The supposed argument between Goulet and Elvis might have been overstated, though. For instance, Lisa Rogers’ blog entry claims that Goulet afterward referred to Presley as a “personal buddy.” What about shooting a gun at a television whenever Goulet was on?
Presley allegedly has broken numerous TVs, although Goulet wasn’t to blame as much as the King’s explosive temper. He was also known to shoot the TV when other well-known singers, like Frank Sinatra or Mel Torme, were on it. Elvis’ assistants reportedly kept a ton of extra TVs on hand in case their boss inadvertently shot one, according to The Vintage News.
By the middle of the 1950s, teenagers were listening to Rock & Roll, owing to innovators like Elvis Presley, Bill Haley, and Chuck Berry, who made a brand-new kind of music famous.
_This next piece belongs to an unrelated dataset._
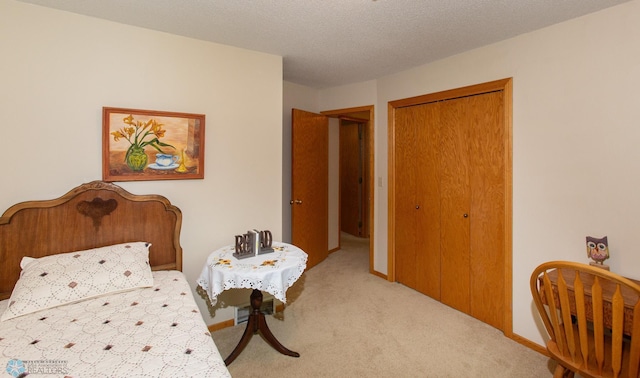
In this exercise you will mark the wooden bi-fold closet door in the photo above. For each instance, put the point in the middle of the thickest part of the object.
(449, 184)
This was a problem for well-known performers like Bing Crosby, Perry Como, and others. Careers were at risk. There have been concerns about how the new musical style may affect American youth’s values. Frank Sinatra, on the other hand, fundamentally denigrated rock and roll.
“It virtually solely incites negative and detrimental responses in young people. It exudes a phony, manufactured vibe. He claimed that cretinous goons perform, create, and sing most of it through The Express.
Elvis would not tolerate Old Blue Eyes referring to him as a “cretinous goon.” “If my memory is correct, he likewise followed a trend. Elvis said, “I don’t know how he can say today’s youth are immoral and delinquent.
It seems that Sinatra and Elvis finally put their problems aside professionally since the two performed on stage together in 1960 for an episode of Frank’s TV show.